Coca-Cola Co.’s revenues are down an alarming 20 per cent since 2016. And shares in the Kraft Heinz juggernaut have lost almost 40 per cent of their value since the 2015 merger that created it.
A chagrined Warren Buffett, a major investor in Coke and Kraft Heinz, allowed this month that legacy food and beverage brands are losing their investor and consumer appeal. “(Consumers) seem a little more willing to experiment with different diets and food than they were five or 10 years ago,” he told CNBC.
And Big Food remains committed to many brands that are uncool with millennials, including Kool-Aid, Jell-O and Velveeta (Kraft Heinz), Swanson (Campbell Soup) and Tang (Mondelez).

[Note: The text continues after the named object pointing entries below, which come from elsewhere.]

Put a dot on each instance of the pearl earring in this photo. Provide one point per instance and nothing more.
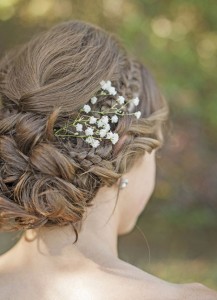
(123, 183)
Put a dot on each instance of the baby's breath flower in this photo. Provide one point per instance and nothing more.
(136, 101)
(112, 91)
(105, 119)
(107, 127)
(89, 139)
(87, 108)
(95, 143)
(100, 123)
(109, 135)
(137, 114)
(102, 132)
(105, 85)
(114, 119)
(115, 138)
(121, 100)
(93, 100)
(79, 127)
(92, 120)
(89, 131)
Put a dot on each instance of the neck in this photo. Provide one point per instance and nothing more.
(97, 240)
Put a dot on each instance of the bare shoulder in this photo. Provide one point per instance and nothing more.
(133, 283)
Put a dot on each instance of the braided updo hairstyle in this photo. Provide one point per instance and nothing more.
(46, 180)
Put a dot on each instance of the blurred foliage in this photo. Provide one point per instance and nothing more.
(177, 40)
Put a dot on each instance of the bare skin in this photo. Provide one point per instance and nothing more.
(46, 265)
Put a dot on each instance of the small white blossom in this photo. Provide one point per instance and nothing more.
(92, 120)
(102, 132)
(79, 127)
(106, 127)
(115, 138)
(93, 100)
(106, 85)
(112, 91)
(136, 101)
(100, 123)
(109, 135)
(95, 143)
(121, 100)
(137, 114)
(89, 140)
(104, 119)
(87, 108)
(114, 119)
(89, 131)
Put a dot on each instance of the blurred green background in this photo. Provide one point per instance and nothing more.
(176, 236)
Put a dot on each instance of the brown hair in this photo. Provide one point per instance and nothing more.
(45, 180)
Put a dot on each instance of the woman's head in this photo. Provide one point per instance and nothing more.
(46, 180)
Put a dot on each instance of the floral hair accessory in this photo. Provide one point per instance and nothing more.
(93, 129)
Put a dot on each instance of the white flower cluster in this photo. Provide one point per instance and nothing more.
(93, 129)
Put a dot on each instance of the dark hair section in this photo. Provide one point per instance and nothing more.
(49, 181)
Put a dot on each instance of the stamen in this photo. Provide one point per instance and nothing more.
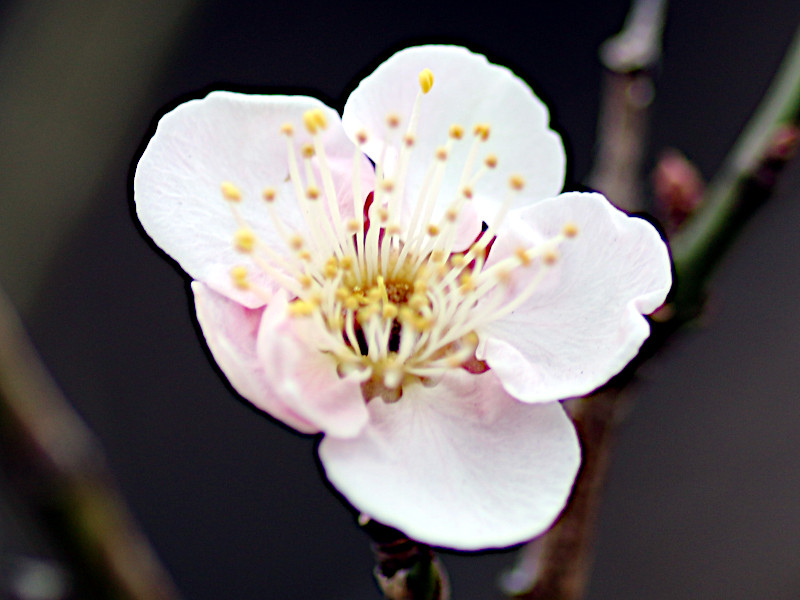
(230, 192)
(244, 240)
(426, 80)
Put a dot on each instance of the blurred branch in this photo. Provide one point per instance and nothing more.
(745, 180)
(59, 470)
(75, 75)
(405, 569)
(629, 58)
(556, 566)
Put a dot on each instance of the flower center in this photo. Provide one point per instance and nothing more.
(391, 296)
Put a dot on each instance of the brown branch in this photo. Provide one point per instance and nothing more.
(57, 467)
(405, 569)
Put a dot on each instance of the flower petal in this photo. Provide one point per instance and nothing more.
(467, 90)
(230, 137)
(230, 330)
(460, 465)
(304, 377)
(584, 322)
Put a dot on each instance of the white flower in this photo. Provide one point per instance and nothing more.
(368, 304)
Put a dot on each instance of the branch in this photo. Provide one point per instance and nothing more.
(745, 180)
(556, 567)
(58, 468)
(405, 569)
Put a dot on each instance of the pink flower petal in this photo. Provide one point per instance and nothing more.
(467, 90)
(305, 378)
(230, 137)
(230, 330)
(584, 322)
(460, 464)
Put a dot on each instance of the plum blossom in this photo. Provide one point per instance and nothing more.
(408, 281)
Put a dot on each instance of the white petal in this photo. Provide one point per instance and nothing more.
(467, 90)
(460, 465)
(230, 330)
(228, 137)
(584, 323)
(305, 378)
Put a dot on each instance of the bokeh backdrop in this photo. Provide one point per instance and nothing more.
(705, 487)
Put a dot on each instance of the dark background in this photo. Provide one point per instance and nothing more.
(705, 487)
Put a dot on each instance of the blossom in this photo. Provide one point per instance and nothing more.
(408, 281)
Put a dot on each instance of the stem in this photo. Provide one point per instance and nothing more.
(565, 553)
(562, 557)
(405, 569)
(740, 185)
(58, 468)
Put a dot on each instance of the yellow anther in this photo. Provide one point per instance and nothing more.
(230, 192)
(422, 324)
(366, 313)
(417, 301)
(517, 182)
(523, 256)
(239, 277)
(550, 257)
(330, 271)
(244, 240)
(315, 120)
(471, 339)
(482, 131)
(351, 303)
(389, 311)
(301, 308)
(426, 80)
(382, 288)
(346, 263)
(503, 276)
(456, 131)
(570, 230)
(269, 194)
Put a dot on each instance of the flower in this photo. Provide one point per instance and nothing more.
(426, 313)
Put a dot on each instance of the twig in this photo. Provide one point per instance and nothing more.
(629, 58)
(746, 180)
(405, 569)
(59, 470)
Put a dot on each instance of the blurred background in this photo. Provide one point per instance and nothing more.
(705, 487)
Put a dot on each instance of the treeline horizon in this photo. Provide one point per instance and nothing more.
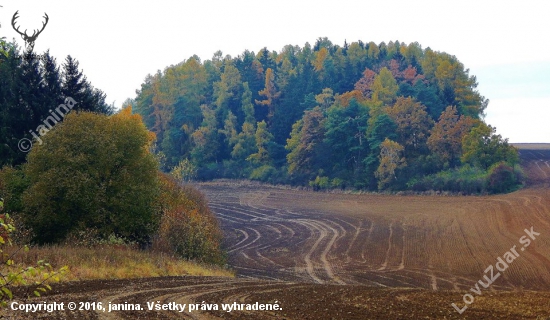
(362, 115)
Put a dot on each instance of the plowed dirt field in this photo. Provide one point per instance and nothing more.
(348, 256)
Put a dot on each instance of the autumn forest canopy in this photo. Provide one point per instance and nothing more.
(363, 115)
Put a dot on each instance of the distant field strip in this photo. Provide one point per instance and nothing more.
(433, 242)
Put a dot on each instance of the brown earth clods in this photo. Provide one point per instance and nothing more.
(349, 256)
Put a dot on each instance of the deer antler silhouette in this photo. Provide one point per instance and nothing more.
(29, 40)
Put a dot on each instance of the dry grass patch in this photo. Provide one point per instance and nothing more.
(115, 262)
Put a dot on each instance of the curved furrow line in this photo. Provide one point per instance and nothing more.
(310, 269)
(323, 257)
(246, 236)
(254, 217)
(385, 264)
(367, 241)
(357, 231)
(258, 236)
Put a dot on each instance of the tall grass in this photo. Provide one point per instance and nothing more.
(114, 262)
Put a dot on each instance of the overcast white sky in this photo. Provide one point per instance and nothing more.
(505, 43)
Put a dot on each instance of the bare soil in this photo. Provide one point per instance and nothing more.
(349, 256)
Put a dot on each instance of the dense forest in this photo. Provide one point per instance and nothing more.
(89, 175)
(31, 86)
(361, 116)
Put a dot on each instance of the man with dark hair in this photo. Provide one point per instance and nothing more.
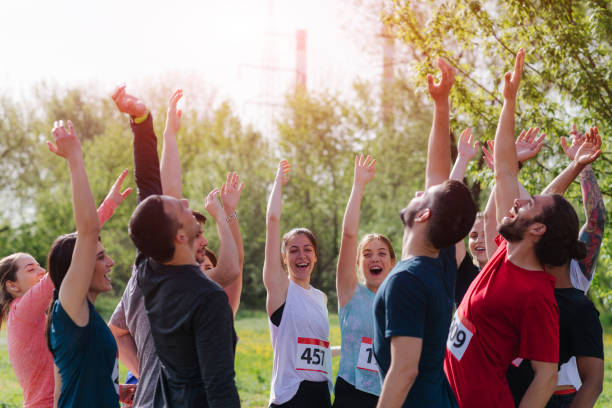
(413, 306)
(509, 310)
(191, 321)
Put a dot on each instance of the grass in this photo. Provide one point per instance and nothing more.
(253, 361)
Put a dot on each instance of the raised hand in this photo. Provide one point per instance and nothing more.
(513, 79)
(466, 146)
(230, 193)
(488, 154)
(590, 149)
(282, 173)
(173, 119)
(67, 144)
(365, 168)
(212, 205)
(127, 103)
(115, 193)
(528, 144)
(439, 92)
(577, 141)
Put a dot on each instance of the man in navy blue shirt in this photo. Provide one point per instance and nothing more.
(413, 306)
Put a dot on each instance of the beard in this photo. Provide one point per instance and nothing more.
(200, 255)
(514, 231)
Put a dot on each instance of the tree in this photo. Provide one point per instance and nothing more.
(567, 77)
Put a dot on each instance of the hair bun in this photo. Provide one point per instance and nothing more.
(578, 250)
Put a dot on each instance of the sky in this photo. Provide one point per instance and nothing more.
(225, 45)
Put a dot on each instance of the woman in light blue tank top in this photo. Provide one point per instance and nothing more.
(358, 383)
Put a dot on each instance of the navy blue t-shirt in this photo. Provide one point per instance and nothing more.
(416, 300)
(86, 358)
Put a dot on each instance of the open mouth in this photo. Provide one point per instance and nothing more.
(376, 270)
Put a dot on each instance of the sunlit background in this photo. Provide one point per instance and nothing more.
(241, 50)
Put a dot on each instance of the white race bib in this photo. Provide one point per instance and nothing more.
(459, 337)
(366, 359)
(313, 355)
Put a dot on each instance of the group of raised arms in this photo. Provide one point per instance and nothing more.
(503, 321)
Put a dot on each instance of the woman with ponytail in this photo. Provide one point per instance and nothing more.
(297, 312)
(358, 382)
(25, 293)
(83, 348)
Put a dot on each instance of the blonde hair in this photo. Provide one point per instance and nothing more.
(365, 241)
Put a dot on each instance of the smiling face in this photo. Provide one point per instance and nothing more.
(101, 281)
(375, 261)
(521, 216)
(28, 274)
(299, 257)
(179, 210)
(477, 242)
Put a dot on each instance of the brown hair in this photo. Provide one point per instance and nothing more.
(8, 272)
(58, 262)
(296, 231)
(371, 237)
(211, 255)
(152, 230)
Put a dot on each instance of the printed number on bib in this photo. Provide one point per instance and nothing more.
(313, 355)
(459, 337)
(366, 356)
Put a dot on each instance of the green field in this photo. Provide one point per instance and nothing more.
(253, 363)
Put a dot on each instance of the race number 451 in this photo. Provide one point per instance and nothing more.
(313, 355)
(459, 337)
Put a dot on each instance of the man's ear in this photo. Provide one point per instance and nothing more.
(180, 237)
(537, 228)
(12, 288)
(423, 215)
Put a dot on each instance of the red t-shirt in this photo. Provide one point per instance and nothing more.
(507, 312)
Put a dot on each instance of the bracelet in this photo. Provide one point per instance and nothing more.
(233, 216)
(141, 119)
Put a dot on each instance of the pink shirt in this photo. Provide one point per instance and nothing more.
(27, 345)
(26, 340)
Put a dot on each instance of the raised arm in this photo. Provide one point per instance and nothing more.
(438, 148)
(346, 276)
(230, 196)
(75, 286)
(586, 153)
(227, 269)
(146, 160)
(113, 199)
(171, 164)
(275, 279)
(504, 152)
(466, 151)
(592, 231)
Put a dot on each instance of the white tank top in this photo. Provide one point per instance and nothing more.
(568, 373)
(300, 343)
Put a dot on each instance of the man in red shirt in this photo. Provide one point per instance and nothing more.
(510, 311)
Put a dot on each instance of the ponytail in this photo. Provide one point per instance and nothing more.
(58, 262)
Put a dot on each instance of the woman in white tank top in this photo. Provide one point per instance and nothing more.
(299, 327)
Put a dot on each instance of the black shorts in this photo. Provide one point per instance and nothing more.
(347, 396)
(310, 395)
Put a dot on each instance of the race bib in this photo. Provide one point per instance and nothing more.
(313, 355)
(459, 337)
(366, 356)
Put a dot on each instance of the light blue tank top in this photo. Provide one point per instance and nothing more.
(356, 323)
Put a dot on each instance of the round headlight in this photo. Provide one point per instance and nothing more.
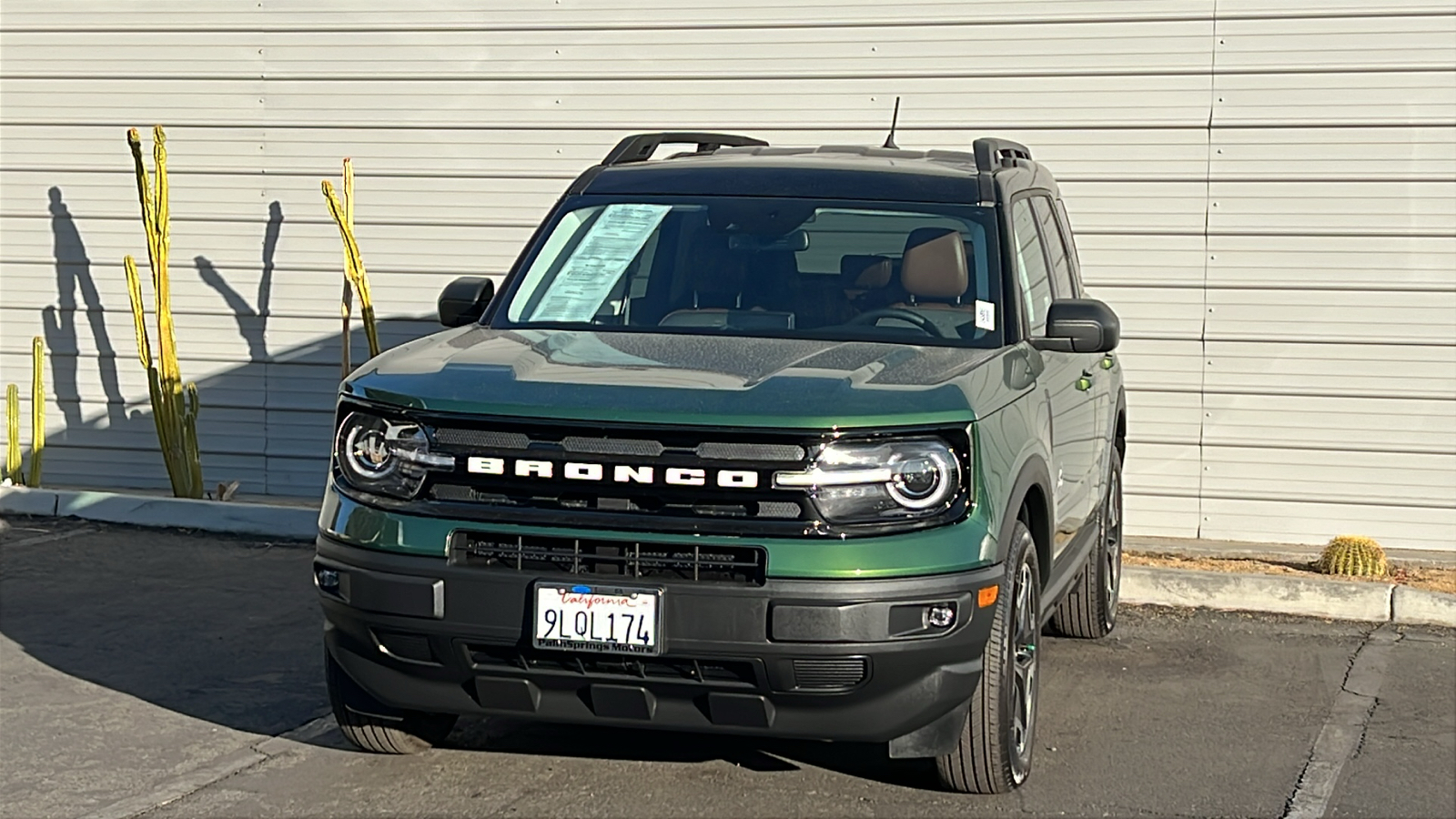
(366, 450)
(386, 457)
(922, 480)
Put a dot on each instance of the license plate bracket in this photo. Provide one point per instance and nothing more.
(604, 620)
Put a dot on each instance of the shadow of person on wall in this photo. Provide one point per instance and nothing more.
(252, 321)
(62, 341)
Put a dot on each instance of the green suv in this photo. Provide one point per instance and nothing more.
(761, 440)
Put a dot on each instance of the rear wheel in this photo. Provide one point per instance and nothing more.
(994, 753)
(1089, 610)
(378, 727)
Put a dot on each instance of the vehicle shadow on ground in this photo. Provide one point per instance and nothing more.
(868, 761)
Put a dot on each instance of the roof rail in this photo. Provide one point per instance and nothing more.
(992, 153)
(638, 147)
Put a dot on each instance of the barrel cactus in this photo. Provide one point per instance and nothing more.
(1353, 555)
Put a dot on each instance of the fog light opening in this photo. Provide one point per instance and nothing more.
(986, 596)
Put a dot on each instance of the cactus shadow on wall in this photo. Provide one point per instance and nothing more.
(264, 421)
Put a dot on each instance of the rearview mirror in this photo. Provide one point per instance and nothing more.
(1079, 325)
(465, 300)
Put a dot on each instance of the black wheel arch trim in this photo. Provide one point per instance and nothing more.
(1034, 472)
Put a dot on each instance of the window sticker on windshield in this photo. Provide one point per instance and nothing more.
(985, 315)
(599, 261)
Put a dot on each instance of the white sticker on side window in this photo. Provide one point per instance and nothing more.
(985, 315)
(599, 261)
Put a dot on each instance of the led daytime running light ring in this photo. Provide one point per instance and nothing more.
(944, 484)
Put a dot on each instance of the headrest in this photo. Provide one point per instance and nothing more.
(864, 273)
(713, 268)
(934, 264)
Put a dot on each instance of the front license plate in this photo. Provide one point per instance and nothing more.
(597, 618)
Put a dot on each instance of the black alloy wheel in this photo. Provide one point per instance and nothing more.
(994, 753)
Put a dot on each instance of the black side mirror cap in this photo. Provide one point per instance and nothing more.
(1079, 325)
(465, 300)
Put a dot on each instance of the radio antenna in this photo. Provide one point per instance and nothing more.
(895, 118)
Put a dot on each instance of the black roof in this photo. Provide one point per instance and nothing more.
(730, 165)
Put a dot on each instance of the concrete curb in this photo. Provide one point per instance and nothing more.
(1421, 606)
(268, 521)
(1336, 599)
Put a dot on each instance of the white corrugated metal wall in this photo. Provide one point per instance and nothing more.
(1266, 189)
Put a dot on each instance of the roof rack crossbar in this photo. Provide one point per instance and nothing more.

Wall Street won’t be impressed with some of Big Food’s latest “innovations.”
They include a recently unveiled mash-up of Unilever PLC’s Hellmann’s mayonnaise and Heinz ketchup, yielding “Mayochup.” Kellogg’s latest brainwave is to offer Pop Tarts that combine two sugar-laden formulations, Frosted Strawberry and Drizzled Cheesecake.
And Kraft Heinz’s Oscar Mayer brand is launching “Bacoin,” which the company boasts is “the first-ever cryptocurrency backed by the gold standard of Oscar Mayer Bacon.”
Big Food appears determined to tinker with its legacy brands rather than invent food relevant to 21st-century diets.
That is akin to the buggy-whip makers who experimented with hemp and rubber before accepting that the game was up.